Vice Presidential candidate Sarah Palin says that special-needs kids will have “a friend and advocate in the White House,” if the Republican ticket is successful. She says this, no doubt, based on the fact that she is the parent of a special-needs child. So, isn’t she using her Trig as an excuse to get special treatment, i.e. to get people to vote for her?
Is that wrong?
I stopped in mid-rant today to contemplate whether I’ve used my children’s condition as a crutch/excuse from time to time, and had to conclude that I had. For example, the time I was running late to take Captain Oblivious to the eye doctor, and they’d given up on us, ready to close up shop. When I explained I’d been picking up the children from camp, and I got held up because of an issue with a therapist, and dropped the “A” bomb–autism–suddenly they turned on the equipment and welcomed the boy with a warm smile.
I’ve frequently mentioned the different difficulties we deal with at home and school to clients, to show them I can have some understanding of what they’re going through with their own children. In a recent case I had, I ended up being an expert witness of sorts for my client because the judge and the other attorney had no idea what Asperger’s Syndrome was or what it meant for a child. By explaining what our family went through–playing that “A” card–I was able to help my client successfully conclude his case.
And sometimes you just drop it to make the complaining person feel like a heel. (We’ll add up the karma points later.)
Of course there’s the big one: Disney World. By playing the “A” card at a Disney property, you get a magic pass that allows your whole family to go to the Fast Pass lane for many of the most popular rides. How does this help? Well, here’s one example: We went on the Big Thunder Mountain roller coaster ride, and our wait was as long as it took us to walk up to the gate. That was it. The next car came up, and we were allowed on. If we’d gone the regular route, we’d have had to wait an hour or more.
So is it wrong?
In this case, I think it’s not. The nature of the issues our children have is that if we’d had to wait an hour for the ride, our children would not have been able to have that experience at all. We couldn’t have been patient that long without some sort of incident. On rides where it was clear it was only a 15-minute wait, we got in the regular line and took our turn. That’s a life lesson kids need to learn. But if it was use the pass or miss the experience–we used the pass.

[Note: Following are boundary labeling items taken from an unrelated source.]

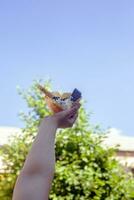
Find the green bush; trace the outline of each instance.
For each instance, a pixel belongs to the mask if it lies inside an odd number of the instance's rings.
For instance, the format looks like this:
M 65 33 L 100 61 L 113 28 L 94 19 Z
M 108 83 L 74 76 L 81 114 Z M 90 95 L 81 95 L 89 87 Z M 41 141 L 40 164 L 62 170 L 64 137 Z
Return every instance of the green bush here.
M 48 88 L 50 84 L 45 83 Z M 29 107 L 21 113 L 25 128 L 0 149 L 4 170 L 0 175 L 0 199 L 11 200 L 16 177 L 37 133 L 40 120 L 50 114 L 36 82 L 20 92 Z M 97 132 L 97 134 L 95 134 Z M 52 200 L 134 199 L 134 180 L 114 159 L 116 150 L 102 146 L 104 134 L 89 123 L 84 108 L 71 129 L 59 130 L 56 137 L 56 171 Z

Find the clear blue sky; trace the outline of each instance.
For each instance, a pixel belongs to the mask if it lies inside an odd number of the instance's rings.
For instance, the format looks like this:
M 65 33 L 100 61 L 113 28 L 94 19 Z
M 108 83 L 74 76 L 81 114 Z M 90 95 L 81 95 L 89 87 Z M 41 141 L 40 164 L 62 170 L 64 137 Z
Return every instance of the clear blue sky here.
M 23 126 L 16 85 L 78 87 L 93 123 L 134 135 L 134 1 L 0 2 L 0 126 Z

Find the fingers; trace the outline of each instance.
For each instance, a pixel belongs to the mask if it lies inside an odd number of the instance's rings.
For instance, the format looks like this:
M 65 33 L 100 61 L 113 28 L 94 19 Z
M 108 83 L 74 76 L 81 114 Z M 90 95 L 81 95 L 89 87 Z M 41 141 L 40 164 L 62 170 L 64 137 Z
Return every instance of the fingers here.
M 68 119 L 68 127 L 72 127 L 78 117 L 78 112 Z

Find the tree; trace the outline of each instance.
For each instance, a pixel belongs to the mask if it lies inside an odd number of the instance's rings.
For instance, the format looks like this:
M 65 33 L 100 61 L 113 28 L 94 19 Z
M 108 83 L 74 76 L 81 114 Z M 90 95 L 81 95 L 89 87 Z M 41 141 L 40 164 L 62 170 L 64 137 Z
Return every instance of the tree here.
M 29 107 L 21 113 L 25 122 L 22 133 L 0 149 L 4 169 L 0 175 L 0 199 L 11 200 L 16 177 L 37 133 L 40 120 L 50 115 L 36 82 L 26 92 L 19 92 Z M 45 86 L 50 89 L 50 83 Z M 97 134 L 96 134 L 97 132 Z M 131 174 L 114 159 L 116 149 L 104 148 L 105 135 L 91 126 L 82 107 L 71 129 L 59 130 L 56 137 L 56 171 L 50 193 L 52 200 L 129 200 L 134 198 Z

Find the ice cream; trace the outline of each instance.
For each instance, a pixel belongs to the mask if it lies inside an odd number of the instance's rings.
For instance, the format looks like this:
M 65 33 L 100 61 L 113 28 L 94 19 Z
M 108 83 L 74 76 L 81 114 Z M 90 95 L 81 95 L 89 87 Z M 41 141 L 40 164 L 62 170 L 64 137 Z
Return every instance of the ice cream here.
M 76 88 L 72 93 L 49 92 L 41 85 L 38 88 L 45 94 L 48 107 L 54 112 L 60 112 L 72 107 L 73 103 L 81 99 L 81 92 Z

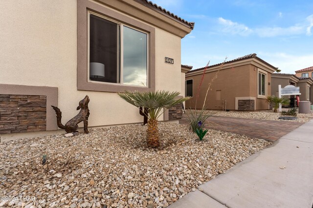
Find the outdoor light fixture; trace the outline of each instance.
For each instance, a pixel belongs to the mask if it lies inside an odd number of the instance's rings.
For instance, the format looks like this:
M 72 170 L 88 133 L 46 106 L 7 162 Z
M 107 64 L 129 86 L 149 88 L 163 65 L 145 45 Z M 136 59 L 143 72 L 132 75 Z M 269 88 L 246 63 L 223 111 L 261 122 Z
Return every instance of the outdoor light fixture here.
M 89 76 L 93 78 L 104 77 L 104 64 L 98 62 L 90 62 Z

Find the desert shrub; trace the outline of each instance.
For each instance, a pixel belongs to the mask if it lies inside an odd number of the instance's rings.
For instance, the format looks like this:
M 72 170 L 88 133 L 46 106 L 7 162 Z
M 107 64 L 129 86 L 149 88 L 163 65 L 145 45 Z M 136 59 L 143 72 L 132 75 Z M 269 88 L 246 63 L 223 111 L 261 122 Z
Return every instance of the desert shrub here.
M 297 116 L 297 108 L 292 108 L 289 109 L 288 111 L 283 111 L 281 113 L 283 115 L 291 115 L 292 116 Z
M 266 97 L 266 101 L 269 103 L 273 104 L 274 106 L 274 112 L 277 113 L 277 109 L 279 108 L 279 104 L 289 105 L 289 99 L 285 97 L 279 98 L 275 95 L 268 95 Z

The changes we saw in the children as a result of being able to experience the Disney parks didn’t happen just in those five days, but continued to expand them (especially Little Miss) over the next several months. We are very grateful for the chance to let them participate, and glad we could use the “A” card to help them. Here the card was played for their benefit.
As for the way it’s been played in the election? That one we’ll have to wait and see.